Two studies have also examined the risk of delayed meningitis among infants ≤60 days old treated for UTIs without CSF testing. A northern California study that examined 345 episodes among 341 UA-positive infants aged 29-60 days found zero cases (95% CI: 0%-1.1%) of delayed meningitis within 30 days of evaluation.50 A multicenter study of well-appearing febrile infants aged 7-60 days found 0/505 cases (95% CI: 0%-0.6%) of delayed meningitis within 7 days of discharge; 407 (81%) were aged 31-60 days.51 In summary, studies have shown a low rate of concomitant meningitis and a low risk of delayed meningitis in infants aged 1-2 months treated for UTI without CSF testing. Given this, clinically targeted (eg, based on ill appearance and/or lethargy), rather than routine, CSF testing in this age group can be considered.

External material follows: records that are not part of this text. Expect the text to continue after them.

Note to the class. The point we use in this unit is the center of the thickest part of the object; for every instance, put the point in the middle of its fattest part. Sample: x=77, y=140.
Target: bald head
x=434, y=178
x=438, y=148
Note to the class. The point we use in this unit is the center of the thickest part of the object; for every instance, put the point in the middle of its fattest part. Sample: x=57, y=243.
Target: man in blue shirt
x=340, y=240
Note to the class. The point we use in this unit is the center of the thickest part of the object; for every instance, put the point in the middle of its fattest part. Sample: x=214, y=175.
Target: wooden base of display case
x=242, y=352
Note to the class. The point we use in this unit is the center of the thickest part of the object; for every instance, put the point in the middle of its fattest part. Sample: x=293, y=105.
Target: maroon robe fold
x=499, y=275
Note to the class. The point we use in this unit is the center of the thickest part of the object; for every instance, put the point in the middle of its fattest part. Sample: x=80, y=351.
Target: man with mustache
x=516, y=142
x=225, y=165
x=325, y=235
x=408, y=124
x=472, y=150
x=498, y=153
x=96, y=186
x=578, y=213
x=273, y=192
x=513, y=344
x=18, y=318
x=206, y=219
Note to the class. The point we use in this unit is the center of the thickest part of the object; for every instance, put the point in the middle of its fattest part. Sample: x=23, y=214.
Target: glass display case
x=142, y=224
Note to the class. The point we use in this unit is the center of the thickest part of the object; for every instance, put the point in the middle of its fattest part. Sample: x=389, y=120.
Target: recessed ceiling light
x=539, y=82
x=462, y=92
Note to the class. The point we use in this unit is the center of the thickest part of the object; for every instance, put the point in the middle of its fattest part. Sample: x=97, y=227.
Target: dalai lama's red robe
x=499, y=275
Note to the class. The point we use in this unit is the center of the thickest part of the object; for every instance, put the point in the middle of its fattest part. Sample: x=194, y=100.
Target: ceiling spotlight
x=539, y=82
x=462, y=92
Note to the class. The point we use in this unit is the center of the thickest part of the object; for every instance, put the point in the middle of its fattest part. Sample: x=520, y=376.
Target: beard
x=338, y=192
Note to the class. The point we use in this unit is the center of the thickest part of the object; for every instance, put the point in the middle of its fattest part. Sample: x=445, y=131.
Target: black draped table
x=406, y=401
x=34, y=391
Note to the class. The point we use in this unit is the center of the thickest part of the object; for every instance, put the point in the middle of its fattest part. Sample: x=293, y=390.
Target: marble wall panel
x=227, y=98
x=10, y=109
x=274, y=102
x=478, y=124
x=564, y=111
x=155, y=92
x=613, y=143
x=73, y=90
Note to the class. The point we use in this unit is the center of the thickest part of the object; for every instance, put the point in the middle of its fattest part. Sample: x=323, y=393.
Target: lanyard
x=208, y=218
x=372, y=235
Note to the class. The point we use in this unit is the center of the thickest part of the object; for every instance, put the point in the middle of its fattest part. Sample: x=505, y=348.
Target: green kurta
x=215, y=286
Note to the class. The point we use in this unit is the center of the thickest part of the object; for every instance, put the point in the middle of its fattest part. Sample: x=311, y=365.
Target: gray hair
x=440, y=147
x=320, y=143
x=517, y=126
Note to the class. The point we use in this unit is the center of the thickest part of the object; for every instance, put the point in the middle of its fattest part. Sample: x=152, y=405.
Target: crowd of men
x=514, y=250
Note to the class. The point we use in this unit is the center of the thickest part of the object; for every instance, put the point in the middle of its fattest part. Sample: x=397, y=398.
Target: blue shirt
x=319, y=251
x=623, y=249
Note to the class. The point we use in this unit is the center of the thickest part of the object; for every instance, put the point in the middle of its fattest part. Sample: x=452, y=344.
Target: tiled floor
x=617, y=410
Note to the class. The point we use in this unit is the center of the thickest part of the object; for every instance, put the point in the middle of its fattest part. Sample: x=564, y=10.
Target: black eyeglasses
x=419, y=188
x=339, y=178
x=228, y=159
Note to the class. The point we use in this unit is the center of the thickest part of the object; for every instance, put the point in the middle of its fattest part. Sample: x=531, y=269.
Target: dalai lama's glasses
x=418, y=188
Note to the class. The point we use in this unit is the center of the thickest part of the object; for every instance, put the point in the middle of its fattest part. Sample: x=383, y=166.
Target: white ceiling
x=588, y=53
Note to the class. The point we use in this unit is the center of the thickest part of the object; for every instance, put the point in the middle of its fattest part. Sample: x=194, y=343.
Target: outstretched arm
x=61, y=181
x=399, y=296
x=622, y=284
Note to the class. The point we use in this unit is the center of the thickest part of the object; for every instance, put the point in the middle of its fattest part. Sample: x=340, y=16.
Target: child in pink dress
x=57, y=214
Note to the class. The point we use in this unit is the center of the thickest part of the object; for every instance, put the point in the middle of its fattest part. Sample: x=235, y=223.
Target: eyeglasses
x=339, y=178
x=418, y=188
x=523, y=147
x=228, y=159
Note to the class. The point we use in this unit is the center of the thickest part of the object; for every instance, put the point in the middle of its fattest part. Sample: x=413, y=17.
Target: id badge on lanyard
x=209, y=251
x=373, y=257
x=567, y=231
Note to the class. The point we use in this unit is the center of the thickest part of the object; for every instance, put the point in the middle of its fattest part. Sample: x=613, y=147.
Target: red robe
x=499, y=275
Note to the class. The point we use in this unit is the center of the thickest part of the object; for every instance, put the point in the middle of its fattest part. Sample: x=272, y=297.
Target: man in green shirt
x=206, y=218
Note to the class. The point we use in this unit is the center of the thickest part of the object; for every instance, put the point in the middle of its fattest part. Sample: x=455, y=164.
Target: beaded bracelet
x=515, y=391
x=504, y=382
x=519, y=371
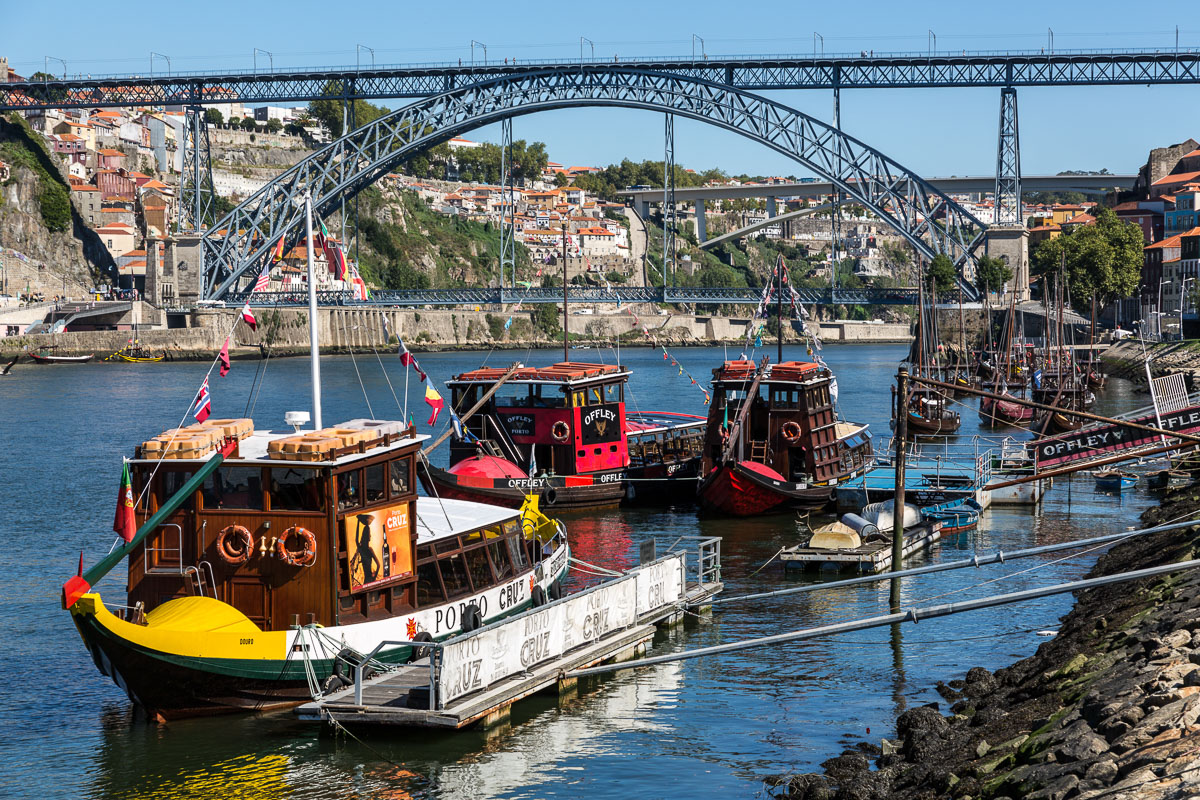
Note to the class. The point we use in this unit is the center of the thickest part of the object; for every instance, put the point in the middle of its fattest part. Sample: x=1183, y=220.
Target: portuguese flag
x=124, y=522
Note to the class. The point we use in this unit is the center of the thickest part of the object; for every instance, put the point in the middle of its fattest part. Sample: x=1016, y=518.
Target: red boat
x=562, y=432
x=774, y=440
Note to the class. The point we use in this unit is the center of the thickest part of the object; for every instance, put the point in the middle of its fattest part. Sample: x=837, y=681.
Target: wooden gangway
x=477, y=677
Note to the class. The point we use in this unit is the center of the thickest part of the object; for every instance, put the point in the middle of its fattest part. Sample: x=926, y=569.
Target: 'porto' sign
x=1110, y=439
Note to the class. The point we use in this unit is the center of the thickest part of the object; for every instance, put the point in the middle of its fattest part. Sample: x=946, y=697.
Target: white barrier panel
x=660, y=583
x=474, y=662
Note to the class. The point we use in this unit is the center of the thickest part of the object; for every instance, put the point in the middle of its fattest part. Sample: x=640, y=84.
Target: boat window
x=454, y=575
x=234, y=487
x=295, y=489
x=171, y=485
x=376, y=483
x=501, y=560
x=447, y=545
x=517, y=553
x=429, y=588
x=400, y=476
x=348, y=494
x=480, y=570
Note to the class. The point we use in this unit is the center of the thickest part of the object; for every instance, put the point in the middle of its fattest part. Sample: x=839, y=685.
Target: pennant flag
x=264, y=277
x=247, y=317
x=124, y=523
x=202, y=407
x=436, y=403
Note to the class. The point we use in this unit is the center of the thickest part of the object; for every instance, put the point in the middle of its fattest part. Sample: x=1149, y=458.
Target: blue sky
x=936, y=132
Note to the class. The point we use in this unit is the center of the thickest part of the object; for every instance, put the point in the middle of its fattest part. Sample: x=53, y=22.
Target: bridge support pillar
x=1011, y=244
x=196, y=193
x=1008, y=163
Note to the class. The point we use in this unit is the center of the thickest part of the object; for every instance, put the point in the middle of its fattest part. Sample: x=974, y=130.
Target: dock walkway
x=477, y=677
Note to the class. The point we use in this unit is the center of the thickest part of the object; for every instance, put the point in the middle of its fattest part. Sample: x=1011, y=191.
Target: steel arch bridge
x=243, y=239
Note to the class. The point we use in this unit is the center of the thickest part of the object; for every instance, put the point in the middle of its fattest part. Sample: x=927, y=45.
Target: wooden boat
x=1115, y=480
x=264, y=564
x=999, y=413
x=957, y=516
x=1168, y=479
x=929, y=413
x=773, y=440
x=47, y=355
x=136, y=354
x=562, y=432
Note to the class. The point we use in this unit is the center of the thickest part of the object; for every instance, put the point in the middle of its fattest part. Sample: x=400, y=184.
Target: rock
x=979, y=683
x=1079, y=744
x=1056, y=789
x=844, y=768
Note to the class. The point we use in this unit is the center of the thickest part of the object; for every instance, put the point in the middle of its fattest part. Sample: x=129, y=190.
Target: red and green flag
x=124, y=522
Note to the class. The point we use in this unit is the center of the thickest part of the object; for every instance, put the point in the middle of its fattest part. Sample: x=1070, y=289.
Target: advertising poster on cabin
x=379, y=545
x=1110, y=439
x=520, y=426
x=601, y=423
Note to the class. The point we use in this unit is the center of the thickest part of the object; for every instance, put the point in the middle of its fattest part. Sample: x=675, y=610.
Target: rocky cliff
x=1109, y=708
x=37, y=220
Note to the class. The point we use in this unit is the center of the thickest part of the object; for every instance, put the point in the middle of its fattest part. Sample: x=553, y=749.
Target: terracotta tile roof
x=1171, y=180
x=1173, y=241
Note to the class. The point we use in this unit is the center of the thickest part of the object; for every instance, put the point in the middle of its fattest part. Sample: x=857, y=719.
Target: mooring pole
x=898, y=504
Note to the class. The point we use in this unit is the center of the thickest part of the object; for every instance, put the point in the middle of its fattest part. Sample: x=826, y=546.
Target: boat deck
x=868, y=558
x=402, y=697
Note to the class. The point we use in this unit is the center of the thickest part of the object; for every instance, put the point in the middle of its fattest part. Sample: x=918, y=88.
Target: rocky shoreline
x=1109, y=708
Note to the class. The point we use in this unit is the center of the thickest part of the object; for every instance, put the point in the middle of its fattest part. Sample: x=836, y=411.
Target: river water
x=701, y=728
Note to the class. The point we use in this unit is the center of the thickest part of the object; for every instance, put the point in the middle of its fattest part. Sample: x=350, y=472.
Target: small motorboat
x=955, y=516
x=1168, y=479
x=1115, y=480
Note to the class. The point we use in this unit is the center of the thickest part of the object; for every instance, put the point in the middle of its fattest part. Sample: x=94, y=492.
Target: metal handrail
x=713, y=60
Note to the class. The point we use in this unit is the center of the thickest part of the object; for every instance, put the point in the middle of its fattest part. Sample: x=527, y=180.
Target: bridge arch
x=929, y=220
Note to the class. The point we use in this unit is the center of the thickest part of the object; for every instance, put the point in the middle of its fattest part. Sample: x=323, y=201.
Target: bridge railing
x=352, y=70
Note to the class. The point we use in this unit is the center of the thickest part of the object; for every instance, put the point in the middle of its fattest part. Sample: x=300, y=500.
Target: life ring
x=234, y=545
x=304, y=557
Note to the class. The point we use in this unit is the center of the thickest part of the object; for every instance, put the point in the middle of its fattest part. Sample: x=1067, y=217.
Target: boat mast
x=565, y=356
x=313, y=334
x=779, y=306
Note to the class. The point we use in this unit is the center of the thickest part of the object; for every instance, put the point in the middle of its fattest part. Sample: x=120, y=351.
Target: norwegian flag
x=203, y=405
x=247, y=317
x=264, y=278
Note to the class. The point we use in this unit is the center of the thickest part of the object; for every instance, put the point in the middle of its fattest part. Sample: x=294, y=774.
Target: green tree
x=941, y=274
x=1103, y=258
x=991, y=274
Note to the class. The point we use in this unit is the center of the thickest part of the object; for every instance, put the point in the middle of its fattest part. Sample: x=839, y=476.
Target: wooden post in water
x=899, y=503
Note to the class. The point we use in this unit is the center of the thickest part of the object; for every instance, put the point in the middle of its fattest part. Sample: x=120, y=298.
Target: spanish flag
x=436, y=403
x=124, y=522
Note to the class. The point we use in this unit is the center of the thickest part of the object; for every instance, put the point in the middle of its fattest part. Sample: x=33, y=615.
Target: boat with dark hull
x=774, y=441
x=262, y=566
x=563, y=433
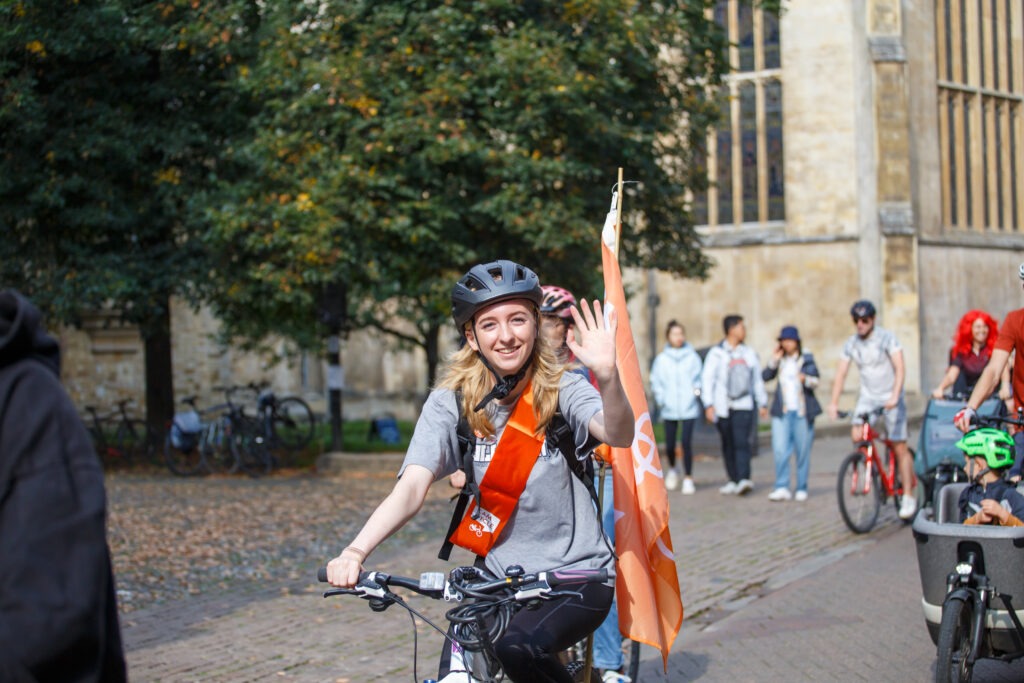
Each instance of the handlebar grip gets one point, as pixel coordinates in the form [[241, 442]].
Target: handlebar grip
[[364, 575]]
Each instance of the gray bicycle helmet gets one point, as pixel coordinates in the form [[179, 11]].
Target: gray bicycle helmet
[[862, 308], [488, 283]]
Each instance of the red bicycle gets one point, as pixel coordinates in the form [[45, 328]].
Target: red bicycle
[[864, 482]]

While the AAP UTI Guideline is directed toward 2-24-month-old infants, recent evidence suggests that action statements 3-6 apply to infants <2 months old. Incorporation of pyuria as a diagnostic criterion for UTIs, early transition to oral therapy, and selective VCUG testing are all warranted based on the available evidence and consideration of known risks and benefits. Future studies with larger sample sizes that include infants <2 months old would be beneficial to ensure that the available studies, which have relatively small cohorts, do not suffer from type II error. We propose that future studies examine shorter (<7 days) vs longer total antibiotic duration, shorter vs longer initial IV antibiotics (especially in infants <1 month old or with bacteremic UTIs), and whether RBUS can be performed in a targeted manner. RCTs comparing universal vs targeted imaging strategies would help ascertain whether the increased diagnostic yield that accompanies more aggressive imaging strategies translates into improved outcomes. Application of these AAP guidelines to the <2-month age group and enhancement of the evidence base can promote the high-value care of young infants with UTIs.